The law on farmers' specialized cooperatives also fills a gap, legislating for an important new form of partnership in rural communities.

The widely anticipated new version of the organic law for people's courts, on the other hand, finalizes the legal procedure for the Supreme People's Court to take back the power to approve death penalties.

In order to facilitate a crackdown on severe criminal offences such as murder, rape and arson, the Supreme Court authorized local high courts to issue death sentences in the early 1980s. While enhancing the deterrent potential of capital punishment, the delegated authority has proved vulnerable to abuse.

Recalling that authority places the application of death sentences under additional scrutiny. It is a practical move, helping the judiciary honour its declared commitment to procedural justice.

But the legislators' five-day gathering deserves our attention not only because of the law-making aspects.

Chief Justice Xiao Yang's and Chief Procurator Jia Chunwang's reports on the progress of judicial reform in their respective fields bear testimony to the work the judiciary needs to do to live up to public expectations for justice.

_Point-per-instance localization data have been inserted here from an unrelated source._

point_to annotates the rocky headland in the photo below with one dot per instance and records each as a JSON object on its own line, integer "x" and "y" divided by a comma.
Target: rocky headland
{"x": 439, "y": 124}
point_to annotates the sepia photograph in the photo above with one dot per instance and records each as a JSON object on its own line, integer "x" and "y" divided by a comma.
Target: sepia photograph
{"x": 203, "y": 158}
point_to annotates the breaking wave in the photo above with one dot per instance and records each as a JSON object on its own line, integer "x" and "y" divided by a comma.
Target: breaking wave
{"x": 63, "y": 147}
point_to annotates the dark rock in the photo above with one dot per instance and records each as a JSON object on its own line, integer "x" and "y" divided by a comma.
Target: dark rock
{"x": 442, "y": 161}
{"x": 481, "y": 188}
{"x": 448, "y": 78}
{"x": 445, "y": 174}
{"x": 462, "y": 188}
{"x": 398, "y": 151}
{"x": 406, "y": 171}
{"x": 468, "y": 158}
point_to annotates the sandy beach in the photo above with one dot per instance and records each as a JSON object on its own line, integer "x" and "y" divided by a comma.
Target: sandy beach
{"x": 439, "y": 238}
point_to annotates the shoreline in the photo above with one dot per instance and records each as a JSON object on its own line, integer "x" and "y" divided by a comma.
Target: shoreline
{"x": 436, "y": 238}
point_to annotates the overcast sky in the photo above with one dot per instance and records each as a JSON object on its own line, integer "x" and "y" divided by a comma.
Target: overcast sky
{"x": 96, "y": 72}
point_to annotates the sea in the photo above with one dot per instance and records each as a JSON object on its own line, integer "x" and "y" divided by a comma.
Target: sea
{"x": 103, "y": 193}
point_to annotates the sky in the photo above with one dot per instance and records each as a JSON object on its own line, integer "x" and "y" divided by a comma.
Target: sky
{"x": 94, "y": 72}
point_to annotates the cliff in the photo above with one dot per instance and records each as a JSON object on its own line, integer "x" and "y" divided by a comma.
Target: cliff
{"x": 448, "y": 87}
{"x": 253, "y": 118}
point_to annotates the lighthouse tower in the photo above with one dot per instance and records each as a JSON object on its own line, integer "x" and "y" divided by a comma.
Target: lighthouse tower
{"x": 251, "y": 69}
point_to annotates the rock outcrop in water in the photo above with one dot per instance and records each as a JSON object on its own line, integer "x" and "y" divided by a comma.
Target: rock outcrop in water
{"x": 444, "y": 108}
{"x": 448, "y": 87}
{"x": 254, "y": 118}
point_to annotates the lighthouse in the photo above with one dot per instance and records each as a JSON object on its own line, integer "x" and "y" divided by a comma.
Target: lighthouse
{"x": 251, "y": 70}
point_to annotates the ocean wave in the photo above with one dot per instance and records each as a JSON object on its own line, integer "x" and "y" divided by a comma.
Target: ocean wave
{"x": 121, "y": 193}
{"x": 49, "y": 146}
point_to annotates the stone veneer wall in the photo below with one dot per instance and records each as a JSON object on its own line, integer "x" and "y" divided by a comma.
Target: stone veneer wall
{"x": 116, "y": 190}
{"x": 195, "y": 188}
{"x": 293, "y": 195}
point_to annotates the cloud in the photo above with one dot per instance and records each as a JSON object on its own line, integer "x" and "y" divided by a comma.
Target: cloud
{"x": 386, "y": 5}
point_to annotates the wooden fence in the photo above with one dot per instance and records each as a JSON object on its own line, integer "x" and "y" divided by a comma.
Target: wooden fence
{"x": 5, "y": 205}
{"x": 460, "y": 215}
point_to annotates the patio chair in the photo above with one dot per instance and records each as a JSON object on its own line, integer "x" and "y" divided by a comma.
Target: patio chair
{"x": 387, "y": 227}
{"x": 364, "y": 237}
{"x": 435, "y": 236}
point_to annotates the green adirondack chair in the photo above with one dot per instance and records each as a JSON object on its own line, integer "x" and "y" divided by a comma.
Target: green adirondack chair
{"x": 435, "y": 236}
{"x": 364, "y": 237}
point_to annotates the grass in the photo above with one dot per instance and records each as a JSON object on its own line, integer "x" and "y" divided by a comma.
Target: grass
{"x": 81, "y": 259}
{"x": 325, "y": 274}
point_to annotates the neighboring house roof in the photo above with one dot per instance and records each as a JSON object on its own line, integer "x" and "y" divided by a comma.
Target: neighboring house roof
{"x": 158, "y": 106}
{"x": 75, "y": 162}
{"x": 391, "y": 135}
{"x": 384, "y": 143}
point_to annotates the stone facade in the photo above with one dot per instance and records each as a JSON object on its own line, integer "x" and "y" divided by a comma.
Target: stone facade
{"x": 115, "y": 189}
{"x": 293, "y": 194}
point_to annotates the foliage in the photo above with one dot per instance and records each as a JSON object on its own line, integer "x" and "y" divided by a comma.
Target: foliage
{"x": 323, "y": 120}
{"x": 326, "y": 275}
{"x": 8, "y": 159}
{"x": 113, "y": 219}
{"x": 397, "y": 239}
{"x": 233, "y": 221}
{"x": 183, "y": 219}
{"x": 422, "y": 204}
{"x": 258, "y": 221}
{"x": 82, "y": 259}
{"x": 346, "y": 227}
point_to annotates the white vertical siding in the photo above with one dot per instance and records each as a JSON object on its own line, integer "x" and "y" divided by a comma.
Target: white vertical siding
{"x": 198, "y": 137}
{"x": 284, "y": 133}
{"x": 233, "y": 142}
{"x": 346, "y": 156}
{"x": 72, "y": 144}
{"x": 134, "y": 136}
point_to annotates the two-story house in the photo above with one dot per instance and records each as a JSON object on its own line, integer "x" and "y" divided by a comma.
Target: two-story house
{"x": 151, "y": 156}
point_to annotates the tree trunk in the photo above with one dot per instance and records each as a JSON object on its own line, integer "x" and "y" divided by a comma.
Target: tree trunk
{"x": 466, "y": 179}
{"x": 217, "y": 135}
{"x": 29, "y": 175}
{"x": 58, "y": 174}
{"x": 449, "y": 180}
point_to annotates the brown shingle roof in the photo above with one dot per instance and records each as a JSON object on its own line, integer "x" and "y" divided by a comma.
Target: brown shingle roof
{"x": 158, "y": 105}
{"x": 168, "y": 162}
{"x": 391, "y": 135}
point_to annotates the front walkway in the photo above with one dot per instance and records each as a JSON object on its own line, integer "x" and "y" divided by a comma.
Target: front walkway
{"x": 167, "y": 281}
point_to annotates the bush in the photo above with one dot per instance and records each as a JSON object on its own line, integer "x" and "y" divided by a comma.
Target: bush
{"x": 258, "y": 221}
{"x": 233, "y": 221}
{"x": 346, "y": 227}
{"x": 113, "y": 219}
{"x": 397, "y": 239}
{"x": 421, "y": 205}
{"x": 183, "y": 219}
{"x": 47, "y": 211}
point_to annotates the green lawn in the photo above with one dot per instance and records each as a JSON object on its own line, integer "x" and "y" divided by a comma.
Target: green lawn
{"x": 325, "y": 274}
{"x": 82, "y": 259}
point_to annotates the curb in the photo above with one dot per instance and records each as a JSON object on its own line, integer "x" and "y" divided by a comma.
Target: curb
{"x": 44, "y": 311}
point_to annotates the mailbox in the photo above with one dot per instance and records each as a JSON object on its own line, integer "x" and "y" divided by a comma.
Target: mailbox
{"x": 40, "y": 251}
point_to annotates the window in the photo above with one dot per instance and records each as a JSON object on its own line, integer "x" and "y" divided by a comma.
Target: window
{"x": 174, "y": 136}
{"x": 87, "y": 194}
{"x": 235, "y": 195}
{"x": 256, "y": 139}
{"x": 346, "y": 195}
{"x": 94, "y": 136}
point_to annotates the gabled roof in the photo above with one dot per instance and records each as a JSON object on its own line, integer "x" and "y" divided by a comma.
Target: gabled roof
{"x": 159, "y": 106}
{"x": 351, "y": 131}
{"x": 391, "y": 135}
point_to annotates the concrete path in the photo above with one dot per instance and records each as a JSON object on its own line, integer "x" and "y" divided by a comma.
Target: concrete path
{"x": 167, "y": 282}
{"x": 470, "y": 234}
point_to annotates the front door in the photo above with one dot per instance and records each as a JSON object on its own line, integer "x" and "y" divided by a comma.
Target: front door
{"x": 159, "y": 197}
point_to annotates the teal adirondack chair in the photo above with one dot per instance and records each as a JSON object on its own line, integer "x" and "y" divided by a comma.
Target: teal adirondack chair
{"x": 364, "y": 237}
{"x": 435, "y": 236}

Both Xiao and Jia admitted that there were black sheep in their ranks, and disregard for procedure as well as behind-the-scenes maneuvers, they said, are behind much injustice and public dissatisfaction.

In fairness to the judiciary, courts and procuratorates nationwide have tried hard to correct and improve themselves since the central leadership called in May 2005 for further regulation of law-enforcement to promote justice.

Responding to issues of public discontent, both have made efforts to enhance self-regulation, and installed mechanisms to allow greater transparency and protect suspects' rights.

We all have witnessed the inspiring awareness of civil rights and procedural justice our courts and procuratorates have displayed recently. The adoption of the assumption of innocence is nothing short of a revolutionary change in judicial philosophy.

Self-discipline on the part of judicial workers is essential for justice to be done. But transparency works better as an antidote to violations.

Chief Justice Xiao's plan to make the whole process of court proceedings in civil and commercial litigations public is likely to be generously rewarded in this regard.

Plans to enable information-sharing between the Supreme Court and local high courts about public complaints may also prove a worthy experiment.